Layoffs hit PopCap, Nintendo Power mag is no more



PopCap – which recently eliminated 50 jobs from its Seattle branch – is currently mulling over the possibility of closing its Ireland studio.



According to PopCap co-founder John Vechey, the company is reorganizing its development team due to the rapidly evolving mobile games market and the need to maintain viable profit margins.



”In the past year, we’ve seen a dramatic change in the way people play and pay for games. Free-to-play, social and mobile games have exploded in popularity. That happened fast. Surprisingly so,” Vachey explained in an official blog post.

“The change in consumer tastes requires us to reorganize our business and invest in new types of games on new platforms. It’s a completely different world from when we started. There’s also an economic component to the reorganization. To stay in business, we need to manage costs, improve efficiency and maintain a profit.”

As you may recall, PopCap, of Plants vs Zombies fame, was acquired by Electronic Arts (EA) in July 2011 for a cool $650 million. However, Vechey insisted that “the decision to reorganize was 100 per cent made by us,” with no pressure from EA.

“If we didn’t have EA behind us, the cuts would have been worse,” he emphasized.

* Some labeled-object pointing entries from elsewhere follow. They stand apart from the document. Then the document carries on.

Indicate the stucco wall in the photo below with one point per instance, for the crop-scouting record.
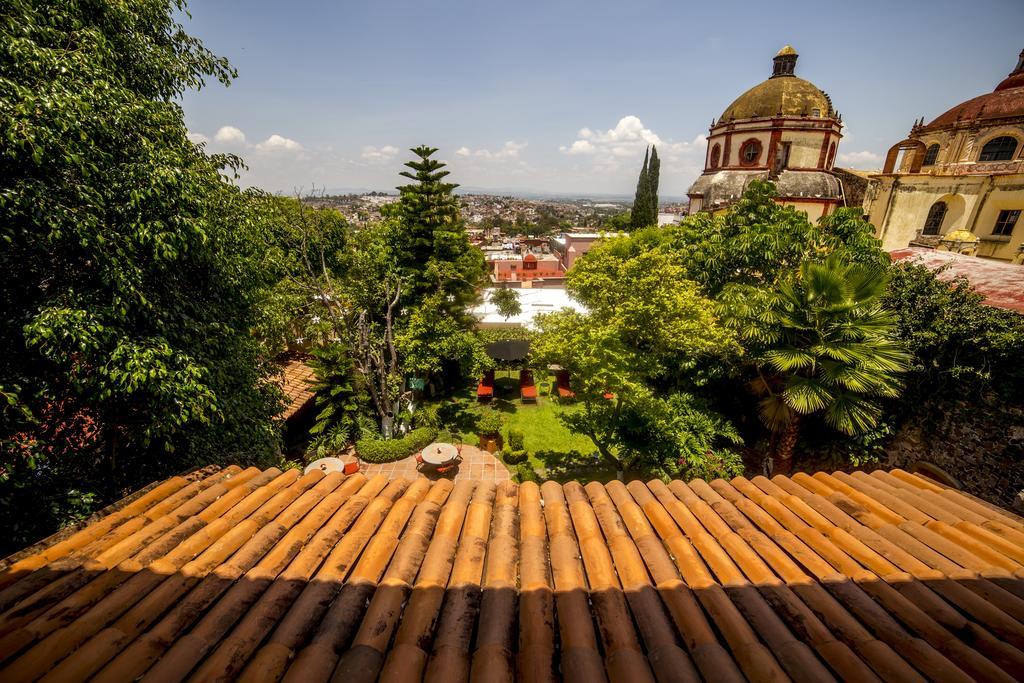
(974, 203)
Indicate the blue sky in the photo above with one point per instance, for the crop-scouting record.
(562, 96)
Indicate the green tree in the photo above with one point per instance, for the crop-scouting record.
(506, 301)
(961, 346)
(823, 344)
(129, 273)
(646, 330)
(679, 437)
(658, 313)
(603, 375)
(337, 399)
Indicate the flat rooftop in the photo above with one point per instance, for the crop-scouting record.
(534, 301)
(1001, 284)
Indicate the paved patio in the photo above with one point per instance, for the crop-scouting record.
(476, 465)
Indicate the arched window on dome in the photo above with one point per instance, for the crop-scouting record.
(750, 153)
(998, 148)
(935, 216)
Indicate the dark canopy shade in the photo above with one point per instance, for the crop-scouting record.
(509, 349)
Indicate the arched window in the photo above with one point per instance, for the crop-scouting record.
(998, 148)
(934, 221)
(750, 153)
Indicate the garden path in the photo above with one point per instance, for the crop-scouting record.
(477, 465)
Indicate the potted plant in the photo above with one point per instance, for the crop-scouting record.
(488, 428)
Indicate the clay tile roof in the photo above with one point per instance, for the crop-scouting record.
(1006, 101)
(267, 575)
(296, 378)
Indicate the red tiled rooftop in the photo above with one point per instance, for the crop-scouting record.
(278, 575)
(1001, 284)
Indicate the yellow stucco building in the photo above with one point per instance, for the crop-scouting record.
(783, 129)
(957, 182)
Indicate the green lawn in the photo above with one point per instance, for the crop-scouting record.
(550, 443)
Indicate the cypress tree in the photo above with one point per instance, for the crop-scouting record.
(434, 250)
(653, 171)
(640, 201)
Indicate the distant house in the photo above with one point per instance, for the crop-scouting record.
(567, 247)
(516, 266)
(534, 301)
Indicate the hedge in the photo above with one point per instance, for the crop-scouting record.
(388, 451)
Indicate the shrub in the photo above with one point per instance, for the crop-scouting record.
(388, 451)
(514, 457)
(491, 422)
(427, 415)
(524, 472)
(516, 439)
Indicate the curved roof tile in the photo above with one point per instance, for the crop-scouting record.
(275, 575)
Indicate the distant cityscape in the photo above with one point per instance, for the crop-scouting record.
(530, 216)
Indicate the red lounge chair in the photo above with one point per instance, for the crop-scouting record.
(562, 384)
(485, 389)
(527, 390)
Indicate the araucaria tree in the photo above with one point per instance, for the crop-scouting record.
(129, 274)
(433, 251)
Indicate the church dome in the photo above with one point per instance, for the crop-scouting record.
(1004, 102)
(782, 93)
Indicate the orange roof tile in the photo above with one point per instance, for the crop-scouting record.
(276, 575)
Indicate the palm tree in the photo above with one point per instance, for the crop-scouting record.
(829, 348)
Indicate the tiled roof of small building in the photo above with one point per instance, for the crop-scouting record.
(265, 575)
(296, 378)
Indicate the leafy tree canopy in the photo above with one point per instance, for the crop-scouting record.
(129, 275)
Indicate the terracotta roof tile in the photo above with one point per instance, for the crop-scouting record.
(275, 575)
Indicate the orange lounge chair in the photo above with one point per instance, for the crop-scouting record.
(527, 390)
(485, 389)
(562, 384)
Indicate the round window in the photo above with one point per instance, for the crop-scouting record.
(750, 153)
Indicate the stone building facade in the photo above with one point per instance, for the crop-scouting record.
(785, 130)
(963, 172)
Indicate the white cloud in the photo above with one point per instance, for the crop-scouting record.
(863, 159)
(229, 135)
(583, 146)
(279, 143)
(510, 150)
(370, 153)
(625, 139)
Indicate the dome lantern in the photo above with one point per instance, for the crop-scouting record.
(784, 63)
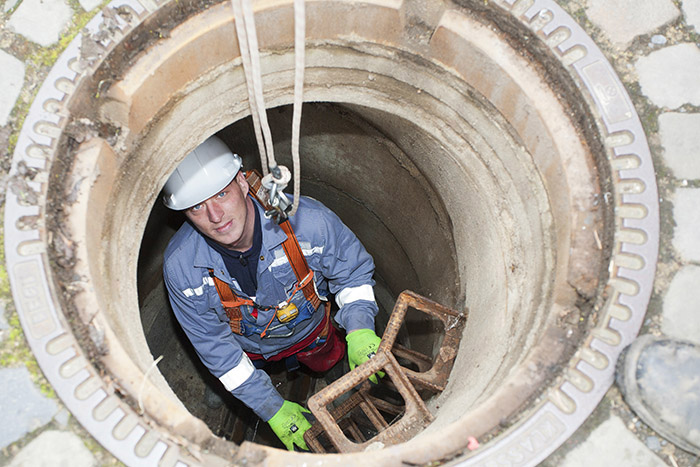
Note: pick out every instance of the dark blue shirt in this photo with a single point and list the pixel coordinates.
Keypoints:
(243, 266)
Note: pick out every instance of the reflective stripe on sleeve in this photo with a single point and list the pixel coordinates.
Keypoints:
(238, 374)
(352, 294)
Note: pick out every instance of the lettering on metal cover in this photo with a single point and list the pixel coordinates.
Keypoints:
(33, 303)
(526, 446)
(607, 92)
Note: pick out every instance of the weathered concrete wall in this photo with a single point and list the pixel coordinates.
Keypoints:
(653, 46)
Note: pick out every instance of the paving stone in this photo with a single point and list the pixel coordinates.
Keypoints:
(54, 448)
(686, 214)
(669, 76)
(9, 4)
(41, 21)
(88, 5)
(22, 407)
(691, 11)
(681, 310)
(623, 20)
(613, 444)
(681, 141)
(11, 80)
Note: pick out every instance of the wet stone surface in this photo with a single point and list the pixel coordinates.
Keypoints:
(681, 306)
(691, 11)
(41, 21)
(686, 213)
(22, 407)
(54, 448)
(11, 80)
(623, 20)
(668, 85)
(681, 140)
(613, 442)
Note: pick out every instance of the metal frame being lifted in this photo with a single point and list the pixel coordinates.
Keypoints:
(432, 375)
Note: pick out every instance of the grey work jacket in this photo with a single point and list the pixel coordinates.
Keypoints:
(341, 266)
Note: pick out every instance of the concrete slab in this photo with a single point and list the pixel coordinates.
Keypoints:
(691, 12)
(681, 141)
(52, 448)
(613, 444)
(9, 4)
(88, 5)
(686, 214)
(22, 407)
(681, 306)
(41, 21)
(623, 20)
(11, 80)
(669, 76)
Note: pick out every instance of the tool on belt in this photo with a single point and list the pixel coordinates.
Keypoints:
(286, 311)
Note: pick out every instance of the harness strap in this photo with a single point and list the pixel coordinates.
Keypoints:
(232, 302)
(291, 246)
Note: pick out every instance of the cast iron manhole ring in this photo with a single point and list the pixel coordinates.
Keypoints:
(137, 442)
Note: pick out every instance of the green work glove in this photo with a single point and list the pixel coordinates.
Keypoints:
(289, 424)
(362, 345)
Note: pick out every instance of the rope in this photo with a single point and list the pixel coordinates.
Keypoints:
(250, 56)
(299, 59)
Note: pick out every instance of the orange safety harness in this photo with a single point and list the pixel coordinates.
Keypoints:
(305, 276)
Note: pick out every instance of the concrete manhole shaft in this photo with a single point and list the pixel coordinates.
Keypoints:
(488, 146)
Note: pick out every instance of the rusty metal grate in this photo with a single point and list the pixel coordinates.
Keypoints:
(432, 376)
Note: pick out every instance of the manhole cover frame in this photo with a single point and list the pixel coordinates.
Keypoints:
(630, 285)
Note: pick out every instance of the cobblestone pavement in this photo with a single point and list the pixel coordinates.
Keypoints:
(655, 47)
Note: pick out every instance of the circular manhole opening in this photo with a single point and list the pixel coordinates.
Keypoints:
(487, 157)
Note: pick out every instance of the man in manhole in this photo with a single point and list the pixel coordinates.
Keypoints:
(248, 290)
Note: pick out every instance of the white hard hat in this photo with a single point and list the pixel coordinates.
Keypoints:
(204, 172)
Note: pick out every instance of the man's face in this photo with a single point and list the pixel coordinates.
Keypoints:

In other gaming related news, Nintendo Power magazine senior editor Chris Hoffman tweeted earlier today that he was “sad to see [the publication] go,” pledging to “try [and] make the last issues memorable.”

Nintendo Power – owned by Future Publishing – is one of the longest-running game magazines in the US, having been published since the summer of 1988. Although Nintendo Power currently boasts a total monthly readership of 475,000, the Japanese-based company doesn’t seem interested in taking direct control of the magazine. 

As Kyle Orland of Ars Technica reports, Nintendo Power editors and staffers were told of the magazine’s impending shuttering last week, with some currently being transitioned to work on other Future properties, including GamesRadar and MacLife magazine.